An opportunity for religious minorities in Turkey

Conference "Tearing Down Walls: Achieving Religious Equality in Turkey"

4-5 December 2013, Berlin

Willy Fautré

EU Guidelines on Freedom of Religion or Belief

An opportunity for religious minorities in Turkey

For many years, freedom of religion or belief was a non-issue on the agenda of the European Union. Things only started to change a few years ago.

Short history of the Guidelines

During the Swedish EU Presidency in 2009, the EU adopted its first Council Conclusions on Freedom of Religion or Belief, which were followed by Conclusions in 2011 as a response to violent incidents on religious grounds in the Middle East and Africa. Following the Arab Uprisings, questions of religion or belief in authoritarian regimes, fragile states and societies in transition came to the fore with an explicit need for the EU to develop policy on how to respond to these complex issues and developments.

On 13th June 2013, the European Parliament adopted a recommendation to the Council on Guidelines about the Promotion and Protection of Religion or Belief.

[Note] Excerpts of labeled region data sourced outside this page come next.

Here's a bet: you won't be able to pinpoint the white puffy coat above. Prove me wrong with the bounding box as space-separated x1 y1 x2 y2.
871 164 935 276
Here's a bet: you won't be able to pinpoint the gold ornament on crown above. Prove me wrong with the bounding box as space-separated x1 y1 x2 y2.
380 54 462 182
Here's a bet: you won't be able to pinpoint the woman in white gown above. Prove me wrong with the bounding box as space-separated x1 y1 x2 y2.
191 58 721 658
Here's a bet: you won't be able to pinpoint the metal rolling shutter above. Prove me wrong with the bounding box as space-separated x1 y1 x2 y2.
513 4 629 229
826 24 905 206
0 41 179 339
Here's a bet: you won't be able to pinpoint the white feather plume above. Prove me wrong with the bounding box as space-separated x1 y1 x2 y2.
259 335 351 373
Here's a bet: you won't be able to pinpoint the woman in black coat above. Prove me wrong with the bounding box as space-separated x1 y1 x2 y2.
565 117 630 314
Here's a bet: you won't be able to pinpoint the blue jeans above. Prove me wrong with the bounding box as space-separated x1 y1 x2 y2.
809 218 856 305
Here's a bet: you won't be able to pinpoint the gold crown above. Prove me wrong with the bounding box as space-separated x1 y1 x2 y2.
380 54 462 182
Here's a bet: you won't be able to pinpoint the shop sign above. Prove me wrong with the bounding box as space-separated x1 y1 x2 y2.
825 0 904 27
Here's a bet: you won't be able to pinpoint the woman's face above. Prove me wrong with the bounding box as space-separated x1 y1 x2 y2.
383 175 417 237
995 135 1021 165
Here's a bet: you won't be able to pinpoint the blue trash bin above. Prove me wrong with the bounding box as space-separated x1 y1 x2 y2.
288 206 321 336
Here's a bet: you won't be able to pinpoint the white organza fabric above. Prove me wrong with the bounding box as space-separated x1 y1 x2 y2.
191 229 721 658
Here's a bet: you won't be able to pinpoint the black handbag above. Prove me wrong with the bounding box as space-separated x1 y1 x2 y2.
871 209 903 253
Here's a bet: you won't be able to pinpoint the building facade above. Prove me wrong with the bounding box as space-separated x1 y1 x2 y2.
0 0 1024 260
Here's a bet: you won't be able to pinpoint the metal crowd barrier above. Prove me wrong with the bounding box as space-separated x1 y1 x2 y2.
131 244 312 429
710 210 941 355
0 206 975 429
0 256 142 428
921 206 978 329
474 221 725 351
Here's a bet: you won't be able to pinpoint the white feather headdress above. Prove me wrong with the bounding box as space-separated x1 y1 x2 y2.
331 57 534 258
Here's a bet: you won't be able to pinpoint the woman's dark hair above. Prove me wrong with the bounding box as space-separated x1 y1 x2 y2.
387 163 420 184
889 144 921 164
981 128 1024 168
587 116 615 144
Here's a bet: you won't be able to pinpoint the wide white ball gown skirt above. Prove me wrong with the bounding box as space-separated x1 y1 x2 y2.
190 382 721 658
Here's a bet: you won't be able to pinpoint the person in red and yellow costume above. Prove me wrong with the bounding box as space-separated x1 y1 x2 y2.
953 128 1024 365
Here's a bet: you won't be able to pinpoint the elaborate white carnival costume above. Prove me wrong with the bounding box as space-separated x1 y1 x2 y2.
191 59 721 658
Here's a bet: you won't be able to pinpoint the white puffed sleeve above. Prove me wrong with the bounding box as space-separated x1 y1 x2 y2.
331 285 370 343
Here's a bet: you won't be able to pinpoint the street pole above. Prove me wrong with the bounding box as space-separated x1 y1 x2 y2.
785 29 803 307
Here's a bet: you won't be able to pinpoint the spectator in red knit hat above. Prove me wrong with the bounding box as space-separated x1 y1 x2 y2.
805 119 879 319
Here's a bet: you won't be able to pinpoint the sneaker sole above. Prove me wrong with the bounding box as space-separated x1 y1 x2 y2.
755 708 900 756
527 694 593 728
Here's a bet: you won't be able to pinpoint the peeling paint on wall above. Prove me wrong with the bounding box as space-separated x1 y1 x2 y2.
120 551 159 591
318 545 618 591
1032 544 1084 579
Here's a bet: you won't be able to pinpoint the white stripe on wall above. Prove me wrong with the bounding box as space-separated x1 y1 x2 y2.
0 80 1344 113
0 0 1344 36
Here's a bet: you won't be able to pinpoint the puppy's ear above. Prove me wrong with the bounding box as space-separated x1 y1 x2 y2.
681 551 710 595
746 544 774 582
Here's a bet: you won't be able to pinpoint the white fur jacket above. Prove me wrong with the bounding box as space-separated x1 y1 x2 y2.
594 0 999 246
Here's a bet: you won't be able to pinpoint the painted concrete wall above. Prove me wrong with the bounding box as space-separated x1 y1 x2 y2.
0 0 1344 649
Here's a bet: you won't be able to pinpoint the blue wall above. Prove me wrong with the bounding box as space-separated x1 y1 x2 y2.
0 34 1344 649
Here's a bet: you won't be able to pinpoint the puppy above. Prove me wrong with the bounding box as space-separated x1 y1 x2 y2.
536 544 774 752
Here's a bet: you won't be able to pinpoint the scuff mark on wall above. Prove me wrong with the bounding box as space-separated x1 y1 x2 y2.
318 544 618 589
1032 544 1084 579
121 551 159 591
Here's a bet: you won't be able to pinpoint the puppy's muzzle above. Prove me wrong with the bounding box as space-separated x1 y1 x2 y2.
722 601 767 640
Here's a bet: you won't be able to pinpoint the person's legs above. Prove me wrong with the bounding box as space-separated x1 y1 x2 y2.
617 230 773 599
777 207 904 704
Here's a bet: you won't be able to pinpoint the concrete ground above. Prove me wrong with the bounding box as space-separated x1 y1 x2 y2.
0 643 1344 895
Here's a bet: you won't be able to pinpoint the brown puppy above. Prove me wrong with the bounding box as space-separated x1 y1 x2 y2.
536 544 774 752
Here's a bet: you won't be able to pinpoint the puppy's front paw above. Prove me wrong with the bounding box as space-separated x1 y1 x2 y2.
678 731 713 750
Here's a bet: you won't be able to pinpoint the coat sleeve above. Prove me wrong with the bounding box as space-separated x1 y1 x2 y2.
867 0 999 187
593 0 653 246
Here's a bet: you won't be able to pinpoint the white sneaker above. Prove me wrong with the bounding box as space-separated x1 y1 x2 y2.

On 24th June 2013, EU Guidelines on Freedom of Religion or Belief (FORB) were adopted by the EU Foreign Affairs Council (FAC) in Brussels.  The Guidelines on FORB are the result of the EU Strategic Framework and Action Plan on Human Rights and Democracy which the Council adopted one year ago. The Guidelines cover the rights not only of believers but also of non-believers.  

Before 2003, nine other sets of Guidelines (Child's Rights, Torture…) were adopted by the European Union. This means that FORB was very far from being a priority.

As the tenth set of EU human rights Guidelines, the Document outlines priority areas and operational tools for the promotion of religious freedom, with the aim of equipping the EU to support individuals and communities who face infringements to this right, addressing violations when they occur and preventing future incidents.

Purpose of the Guidelines

It first must be stressed that this EU Document is as important as the International Religious Freedom Act adopted by the United States in 1998.

In adopting the Guidelines, the EU acknowledges that religious freedom violations, committed by state and non-state actors alike, are widespread and complex, affecting societies and individuals everywhere, including in Europe. It also clarifies the EU's own position towards religion or belief, not aligning itself with any specific view or conviction, but upholding the right of the individual to choose and change, adopt or abandon a conviction according to one's conscience.

When an issue is enshrined in the official status of Guidelines, it means the EU commits itself to mainstream these principles and is sending a strong signal to all countries that do not respect them. 

The Guidelines will be an important tool for EU officials in third countries like Turkey to assist citizens who have been discriminated against on the basis of their religion or belief.  The Guidelines set out the actions and measures that the EU can take at multilateral-fora, regional and bi-lateral levels against countries which violate FORB.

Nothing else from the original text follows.